@netwerk-digitaal-erfgoed/ld-workbench v1.0.1
LD Workbench
LD Workbench is a transformation tool for linked data that is designed to use SPARQL as its main configuration language.
LD Workbench is a Command Line Interface (CLI) application. LD Workbench is tested in Linux Bash, macOS Z shell, and Windows PowerShell.
This project is currently in a Proof-of-Concept phase. Feel free to watch our progress, but please do not use this project in a production setting.
Approach
A pipeline is the sequence of stages.
Each stage consists of two components: an iterator and a generator.
The iterator component is configured by a SPARQL Select query. This query binds a sequence of RDF terms to a variable called $this
. This sequence forms an iterator over a potentially large data collection. In the absence of a good approach for streaming through large data collections, the SPARQL standard allows us to apply 'pagination' through a large collection by using the Offset and Limit keywords.
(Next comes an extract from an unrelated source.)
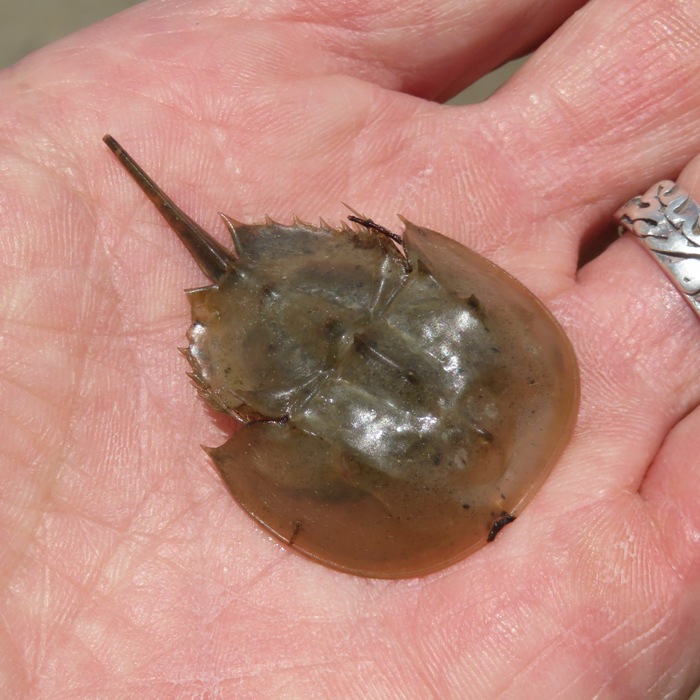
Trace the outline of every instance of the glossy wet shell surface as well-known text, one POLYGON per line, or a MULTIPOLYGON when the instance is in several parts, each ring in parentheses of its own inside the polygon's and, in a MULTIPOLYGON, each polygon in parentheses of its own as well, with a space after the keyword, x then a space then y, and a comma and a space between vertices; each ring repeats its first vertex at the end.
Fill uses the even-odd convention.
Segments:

Every binding for variable $this
is used to parameterize a SPARQL Construct query; this is the generator component. Parameterization follows SPARQL pre-binding according to the SHACL standard. Each SPARQL Construct query returns RDF triples that are part of the transformed result.
Configuration
An LD Workbench pipeline is defined with a YAML configuration file. The configuration is validated by a JSON Schema. The schema is part of this repository (link). The YAML and JSON Schema combination is tested to work in the VSCode editor.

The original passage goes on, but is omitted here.